THERE is a crucial lesson to be learned - especially by the labour movement - as a result of the tumultuous events on May Day, says Terry Bell in his latest Labour Wrap. It is about the nature of united fronts or the “broad church” structure led by the ANC.

He maintains that this lesson has probably not been widely acknowledged, let alone learned. And with many agendas in play, and a multitude of pronouncements from various interested parties, he feels it is no wonder that confusion exists.

The events on May Day, especially in Bloemfontein, were an embarrassment to the leadership of the ANC. But it was Free State premier Ace Magashule who suffered the greatest embarrassment when the national rally in Bloemfontein had to be called off.

He blamed “outsiders” for the booing and disruptions, and claimed that all workers in his province were members of the ANC and supported President Jacob Zuma. This, says Bell, was a variation on the increasingly desperate and strident claim by senior ANC sources that their broad church remains intact and essential.
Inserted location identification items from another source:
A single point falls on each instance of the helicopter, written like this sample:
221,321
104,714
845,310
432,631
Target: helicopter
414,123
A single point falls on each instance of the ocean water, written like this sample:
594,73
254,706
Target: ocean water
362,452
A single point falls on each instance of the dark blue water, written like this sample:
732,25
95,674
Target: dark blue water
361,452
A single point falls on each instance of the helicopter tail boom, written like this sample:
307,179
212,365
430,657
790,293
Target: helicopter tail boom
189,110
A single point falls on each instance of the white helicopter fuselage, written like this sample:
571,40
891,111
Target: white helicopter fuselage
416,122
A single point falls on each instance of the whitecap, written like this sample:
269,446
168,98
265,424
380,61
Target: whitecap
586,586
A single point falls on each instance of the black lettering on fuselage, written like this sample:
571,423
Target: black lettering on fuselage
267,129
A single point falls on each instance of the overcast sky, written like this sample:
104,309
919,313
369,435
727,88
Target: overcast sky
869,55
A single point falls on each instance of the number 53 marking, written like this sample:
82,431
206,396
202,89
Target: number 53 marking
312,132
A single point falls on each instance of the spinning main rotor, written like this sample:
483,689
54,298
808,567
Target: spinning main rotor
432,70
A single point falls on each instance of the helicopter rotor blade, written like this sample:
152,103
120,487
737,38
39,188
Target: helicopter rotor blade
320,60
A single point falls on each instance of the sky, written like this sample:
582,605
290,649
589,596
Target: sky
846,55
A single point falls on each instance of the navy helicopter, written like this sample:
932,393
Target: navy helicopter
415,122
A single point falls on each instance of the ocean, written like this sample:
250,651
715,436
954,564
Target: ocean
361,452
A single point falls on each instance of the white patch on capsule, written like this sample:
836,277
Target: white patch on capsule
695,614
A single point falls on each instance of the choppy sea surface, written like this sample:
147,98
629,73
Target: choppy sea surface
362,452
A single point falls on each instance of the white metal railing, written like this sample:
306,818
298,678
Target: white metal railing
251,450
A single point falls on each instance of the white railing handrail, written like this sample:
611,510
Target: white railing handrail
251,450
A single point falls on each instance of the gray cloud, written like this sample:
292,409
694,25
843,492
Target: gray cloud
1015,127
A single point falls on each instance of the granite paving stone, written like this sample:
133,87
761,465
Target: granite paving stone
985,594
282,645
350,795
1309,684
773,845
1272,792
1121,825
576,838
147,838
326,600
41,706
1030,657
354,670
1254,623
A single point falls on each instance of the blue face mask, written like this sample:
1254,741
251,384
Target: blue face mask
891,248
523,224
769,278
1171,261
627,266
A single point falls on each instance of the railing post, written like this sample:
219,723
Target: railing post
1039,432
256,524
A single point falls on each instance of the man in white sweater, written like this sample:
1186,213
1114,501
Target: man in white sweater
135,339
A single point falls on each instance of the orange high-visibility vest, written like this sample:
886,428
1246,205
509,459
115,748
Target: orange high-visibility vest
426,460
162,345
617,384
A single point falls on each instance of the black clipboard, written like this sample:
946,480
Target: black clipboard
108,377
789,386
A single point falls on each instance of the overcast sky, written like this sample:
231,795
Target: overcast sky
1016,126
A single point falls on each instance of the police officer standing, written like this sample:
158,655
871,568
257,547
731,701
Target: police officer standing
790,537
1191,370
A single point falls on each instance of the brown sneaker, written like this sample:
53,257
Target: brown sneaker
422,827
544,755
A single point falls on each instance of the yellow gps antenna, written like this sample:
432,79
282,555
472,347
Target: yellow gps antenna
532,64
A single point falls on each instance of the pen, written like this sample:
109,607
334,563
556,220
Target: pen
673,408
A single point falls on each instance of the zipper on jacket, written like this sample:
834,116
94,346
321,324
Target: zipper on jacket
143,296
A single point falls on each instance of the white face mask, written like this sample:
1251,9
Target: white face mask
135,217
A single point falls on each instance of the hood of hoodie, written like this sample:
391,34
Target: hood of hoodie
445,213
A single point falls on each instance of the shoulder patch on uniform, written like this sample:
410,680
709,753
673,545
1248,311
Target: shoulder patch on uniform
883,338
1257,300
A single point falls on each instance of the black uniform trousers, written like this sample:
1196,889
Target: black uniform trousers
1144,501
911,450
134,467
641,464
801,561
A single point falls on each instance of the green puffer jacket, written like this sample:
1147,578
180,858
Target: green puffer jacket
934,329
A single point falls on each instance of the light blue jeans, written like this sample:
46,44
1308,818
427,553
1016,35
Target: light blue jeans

READ: May Day booing sign of a healthy democracy, says unfazed Zuma

But what happened on May Day was a clear indication of the major schism in this proclaimed broad church. It is a schism that has been 20 years in the making. In fact, the first indications came in 1993 when Nelson Mandela backtracked on the question of nationalisation when speaking at the World Economic Forum in Davos.

But it was only in 1996 that the basis for the eventual rupture became clear. This when the combined trade union movement issued their macro-economic policy proposals in a document entitled Social Equity and Job Creation. The document, based on years of research by the ANC’s own Macro-economic Research Group, prioritised redistribution before growth.

The unions were responding to a proposal by the business lobby to have policies that prioritised growth – the now largely denigrated “trickle-down” theory. Government then responded with its own version of trickle down theory, the Growth Employment and Redistribution outline.

Gear became the new doctrine of the broad church. Senior members of Cosatu and the SA Communist Party, while still quietly expressing political heresy, donned the robes of the ANC and sang together in the Parliamentary choir from the hymnbook of neo-liberalism.

Those days appear now to be gone, says Bell. And the essential lesson to be learned in a multi-party parliamentary democracy is that only one broad church is essential: an intensely democratic trade union movement that organises all workers as workers.